理学療法士の海馬

新人理学療法士だった僕に伝えたいこと

肺癌周術期のリハビリ

 

肺癌周術期のリハビリの目的

・肺癌周術期の呼吸リハビリの目的は,排痰を促して合併症を予防することである.

  (Varela G, Semin Thorac Cardiovasc Surg, 2011) 

・手術前後のリハビリでは,呼吸器合併症の発症が予防できるとされている.

 (佐藤, 日本医療・病院管理学会誌, 2017) 

・術前後のリハビリを行うことは,術前のみ,術後のみと比較しても,合併症の発症は低い.

 (Fujimoto S, Int J Clin Oncol, 2019) 

肺癌術後合併症の発症頻度

・日本での肺癌術後の呼吸器合併症の発症割合は7.5~18%であり,肺炎に限ると1.3~4.4%である.

  (Sekine, Surg Today, 2010 Takehara T, Interact Cardiovasc Thorac Surg, 2013 佐藤, 日本医療・病院管理学会誌, 2017) 

・肺炎は術後呼吸器合併症として最も多い.

  (Pehlivan E, Ann Thorac Cadiovasc Surg, 2011 Varela G, Eur J Cardiothorac Surg, 2006) 

 

術前評価

・階段昇降テスト:3階までの昇降でFEV1.0 > 1.7L,5階までの昇降でFEV1.0 > 2.0Lと肺機能との関連性が報告され,肺葉切除後症例では,3階までの階段昇降が可能であれば肺合併症のリスクは低く.肺全摘術症例では,5階まで昇降可能であれば手術に適している.

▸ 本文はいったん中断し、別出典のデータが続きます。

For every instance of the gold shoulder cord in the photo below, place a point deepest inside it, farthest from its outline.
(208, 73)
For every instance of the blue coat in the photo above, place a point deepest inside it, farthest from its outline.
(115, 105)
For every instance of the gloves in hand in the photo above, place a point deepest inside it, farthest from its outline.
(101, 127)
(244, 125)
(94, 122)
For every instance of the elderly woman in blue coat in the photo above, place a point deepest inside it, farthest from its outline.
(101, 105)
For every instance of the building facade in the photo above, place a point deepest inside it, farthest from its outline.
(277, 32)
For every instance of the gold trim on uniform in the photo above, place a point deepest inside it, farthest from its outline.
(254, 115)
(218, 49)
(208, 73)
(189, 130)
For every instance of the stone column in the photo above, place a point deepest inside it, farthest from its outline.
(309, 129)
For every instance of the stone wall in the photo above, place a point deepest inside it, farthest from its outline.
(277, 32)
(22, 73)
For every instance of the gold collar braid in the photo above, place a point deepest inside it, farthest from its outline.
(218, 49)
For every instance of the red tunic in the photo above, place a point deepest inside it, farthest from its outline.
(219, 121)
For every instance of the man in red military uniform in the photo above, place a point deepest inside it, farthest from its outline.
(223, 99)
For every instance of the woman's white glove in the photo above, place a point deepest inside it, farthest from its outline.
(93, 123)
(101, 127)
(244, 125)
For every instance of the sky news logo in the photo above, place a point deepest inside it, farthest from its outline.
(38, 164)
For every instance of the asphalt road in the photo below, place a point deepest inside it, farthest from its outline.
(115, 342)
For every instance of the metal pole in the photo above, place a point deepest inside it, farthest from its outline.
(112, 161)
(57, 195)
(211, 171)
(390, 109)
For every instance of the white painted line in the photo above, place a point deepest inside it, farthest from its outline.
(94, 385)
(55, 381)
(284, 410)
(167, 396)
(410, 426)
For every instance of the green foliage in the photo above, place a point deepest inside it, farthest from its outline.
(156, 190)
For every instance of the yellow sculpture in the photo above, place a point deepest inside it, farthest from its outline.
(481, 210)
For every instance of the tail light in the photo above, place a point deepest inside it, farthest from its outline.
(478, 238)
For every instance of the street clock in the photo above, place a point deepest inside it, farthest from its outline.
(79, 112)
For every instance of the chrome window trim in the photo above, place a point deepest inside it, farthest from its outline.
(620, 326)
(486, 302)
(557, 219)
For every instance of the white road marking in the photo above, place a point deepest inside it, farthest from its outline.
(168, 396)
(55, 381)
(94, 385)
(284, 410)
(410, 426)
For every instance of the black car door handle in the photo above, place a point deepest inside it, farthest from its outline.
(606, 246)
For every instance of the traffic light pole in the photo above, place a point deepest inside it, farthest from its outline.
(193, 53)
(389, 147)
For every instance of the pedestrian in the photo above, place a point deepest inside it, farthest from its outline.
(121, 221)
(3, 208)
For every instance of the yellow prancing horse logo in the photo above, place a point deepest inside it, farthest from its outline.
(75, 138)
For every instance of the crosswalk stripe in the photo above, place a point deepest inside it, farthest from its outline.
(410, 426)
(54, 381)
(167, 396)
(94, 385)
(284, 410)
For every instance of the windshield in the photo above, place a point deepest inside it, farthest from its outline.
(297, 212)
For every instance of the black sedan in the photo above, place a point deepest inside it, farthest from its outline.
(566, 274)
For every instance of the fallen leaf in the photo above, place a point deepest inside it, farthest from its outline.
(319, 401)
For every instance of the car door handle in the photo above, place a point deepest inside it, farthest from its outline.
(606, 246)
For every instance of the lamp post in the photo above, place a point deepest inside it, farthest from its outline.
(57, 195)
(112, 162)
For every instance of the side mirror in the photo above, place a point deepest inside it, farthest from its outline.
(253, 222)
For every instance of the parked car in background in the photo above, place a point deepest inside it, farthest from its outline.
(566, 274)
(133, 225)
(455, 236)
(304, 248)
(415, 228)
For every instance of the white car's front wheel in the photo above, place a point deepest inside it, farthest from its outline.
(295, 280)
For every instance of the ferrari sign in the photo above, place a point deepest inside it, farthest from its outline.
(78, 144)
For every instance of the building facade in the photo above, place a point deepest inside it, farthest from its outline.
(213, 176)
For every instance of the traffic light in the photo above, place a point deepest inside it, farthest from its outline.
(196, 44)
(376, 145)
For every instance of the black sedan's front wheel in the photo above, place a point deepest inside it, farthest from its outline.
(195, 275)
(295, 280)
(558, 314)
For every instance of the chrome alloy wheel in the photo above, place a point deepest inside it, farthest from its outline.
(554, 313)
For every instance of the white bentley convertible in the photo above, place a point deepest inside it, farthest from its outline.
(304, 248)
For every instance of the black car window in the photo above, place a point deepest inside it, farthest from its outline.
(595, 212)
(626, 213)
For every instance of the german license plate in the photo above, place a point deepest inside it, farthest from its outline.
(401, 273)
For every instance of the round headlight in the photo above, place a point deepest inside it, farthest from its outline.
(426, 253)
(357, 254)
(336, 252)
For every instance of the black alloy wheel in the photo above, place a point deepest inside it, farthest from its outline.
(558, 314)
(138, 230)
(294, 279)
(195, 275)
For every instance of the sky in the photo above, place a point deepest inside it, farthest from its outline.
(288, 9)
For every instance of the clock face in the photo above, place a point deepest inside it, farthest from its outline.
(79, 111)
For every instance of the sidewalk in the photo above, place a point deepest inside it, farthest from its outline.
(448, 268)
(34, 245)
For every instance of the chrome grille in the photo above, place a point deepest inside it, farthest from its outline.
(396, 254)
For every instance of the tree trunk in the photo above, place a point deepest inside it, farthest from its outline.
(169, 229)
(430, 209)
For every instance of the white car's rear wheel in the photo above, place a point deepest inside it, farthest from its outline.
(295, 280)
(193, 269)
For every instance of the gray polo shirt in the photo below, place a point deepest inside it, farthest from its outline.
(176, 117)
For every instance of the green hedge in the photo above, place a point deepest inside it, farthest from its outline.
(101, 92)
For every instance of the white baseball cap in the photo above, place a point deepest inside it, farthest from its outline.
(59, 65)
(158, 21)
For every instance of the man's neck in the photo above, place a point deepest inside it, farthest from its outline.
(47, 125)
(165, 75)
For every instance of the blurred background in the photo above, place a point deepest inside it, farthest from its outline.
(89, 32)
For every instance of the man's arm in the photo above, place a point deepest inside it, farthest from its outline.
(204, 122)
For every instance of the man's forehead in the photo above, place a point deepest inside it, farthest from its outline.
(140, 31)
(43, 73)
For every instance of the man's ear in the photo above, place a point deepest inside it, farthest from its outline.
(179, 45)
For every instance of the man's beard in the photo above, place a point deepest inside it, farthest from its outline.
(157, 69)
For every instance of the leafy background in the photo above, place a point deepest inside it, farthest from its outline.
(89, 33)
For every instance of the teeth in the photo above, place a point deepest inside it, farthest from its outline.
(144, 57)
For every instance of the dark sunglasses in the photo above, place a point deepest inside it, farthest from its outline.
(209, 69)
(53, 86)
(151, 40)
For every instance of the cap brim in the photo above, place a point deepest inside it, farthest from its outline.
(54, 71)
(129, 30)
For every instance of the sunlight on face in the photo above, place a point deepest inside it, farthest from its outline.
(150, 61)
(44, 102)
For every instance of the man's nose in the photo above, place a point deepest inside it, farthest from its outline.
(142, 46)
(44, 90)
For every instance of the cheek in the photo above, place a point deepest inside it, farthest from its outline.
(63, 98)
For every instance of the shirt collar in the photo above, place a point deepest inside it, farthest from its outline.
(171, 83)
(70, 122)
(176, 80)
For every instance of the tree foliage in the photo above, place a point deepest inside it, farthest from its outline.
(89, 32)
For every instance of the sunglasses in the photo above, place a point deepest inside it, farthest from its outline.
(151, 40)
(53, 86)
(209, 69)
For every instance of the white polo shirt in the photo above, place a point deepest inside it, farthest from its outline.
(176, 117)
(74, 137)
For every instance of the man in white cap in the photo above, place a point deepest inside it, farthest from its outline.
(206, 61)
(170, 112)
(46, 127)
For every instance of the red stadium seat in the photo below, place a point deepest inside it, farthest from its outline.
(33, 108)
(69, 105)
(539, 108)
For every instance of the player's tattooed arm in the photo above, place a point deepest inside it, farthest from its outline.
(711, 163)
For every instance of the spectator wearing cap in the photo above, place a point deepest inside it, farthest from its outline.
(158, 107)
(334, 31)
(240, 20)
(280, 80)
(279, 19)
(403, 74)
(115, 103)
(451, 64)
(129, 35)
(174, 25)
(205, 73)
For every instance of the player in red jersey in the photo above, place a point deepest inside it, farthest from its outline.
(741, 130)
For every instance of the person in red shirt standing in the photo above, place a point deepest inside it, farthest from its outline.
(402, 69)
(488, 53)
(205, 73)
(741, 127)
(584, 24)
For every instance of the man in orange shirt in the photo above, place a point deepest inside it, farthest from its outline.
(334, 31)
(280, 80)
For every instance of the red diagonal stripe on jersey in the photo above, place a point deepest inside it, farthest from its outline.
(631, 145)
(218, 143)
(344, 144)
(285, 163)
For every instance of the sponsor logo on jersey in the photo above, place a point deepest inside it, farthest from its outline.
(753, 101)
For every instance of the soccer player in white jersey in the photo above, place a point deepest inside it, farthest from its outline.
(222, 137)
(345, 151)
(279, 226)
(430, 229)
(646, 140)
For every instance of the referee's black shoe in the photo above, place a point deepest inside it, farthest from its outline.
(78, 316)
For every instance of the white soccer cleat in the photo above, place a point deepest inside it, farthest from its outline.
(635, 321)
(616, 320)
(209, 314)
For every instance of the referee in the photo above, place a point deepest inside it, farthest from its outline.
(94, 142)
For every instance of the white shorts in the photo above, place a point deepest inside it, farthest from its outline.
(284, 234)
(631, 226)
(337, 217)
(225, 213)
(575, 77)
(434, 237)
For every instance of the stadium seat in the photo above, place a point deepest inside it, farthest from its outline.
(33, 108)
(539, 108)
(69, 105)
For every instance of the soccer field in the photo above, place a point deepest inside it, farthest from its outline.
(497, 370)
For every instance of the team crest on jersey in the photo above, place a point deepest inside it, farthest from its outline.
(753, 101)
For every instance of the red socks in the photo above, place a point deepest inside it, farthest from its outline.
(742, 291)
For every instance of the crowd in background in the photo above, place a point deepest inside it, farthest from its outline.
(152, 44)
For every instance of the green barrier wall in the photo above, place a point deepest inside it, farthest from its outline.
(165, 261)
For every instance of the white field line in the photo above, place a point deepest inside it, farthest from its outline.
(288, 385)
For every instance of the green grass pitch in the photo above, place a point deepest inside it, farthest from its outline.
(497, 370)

 (Colice G, CHEST, 2007 Alessandro B, Chest, 2002)
・運動時の酸素飽和度が4%以上低下する場合,術後呼吸器合併症が生じるリスクが高くなると報告されている.

 (Colice G, CHEST, 2007)

 

術前後の運動耐用能の変化

・術前→術後(胸腔バルーン抜去から7病日目)では,6MWTが術前431.3 ±70.5m → 術後379.6 ± 86.5mと有意に低下する.

 (石坂, 理学療法科学, 2016)
・術後2週〜1年までを追跡した報告によると,FVCもVO2maxも,術後1年まで伸び続けている・

 (Nagamatsu, General Thoracis Surgery, 2007) f:id:minimalzuh:20190508231733p:plain

 ・術後1ヶ月〜6ヶ月までを追跡した報告では,術後3ヶ月と6ヶ月では呼吸機能検査と運動耐用能の変化が横ばいになる.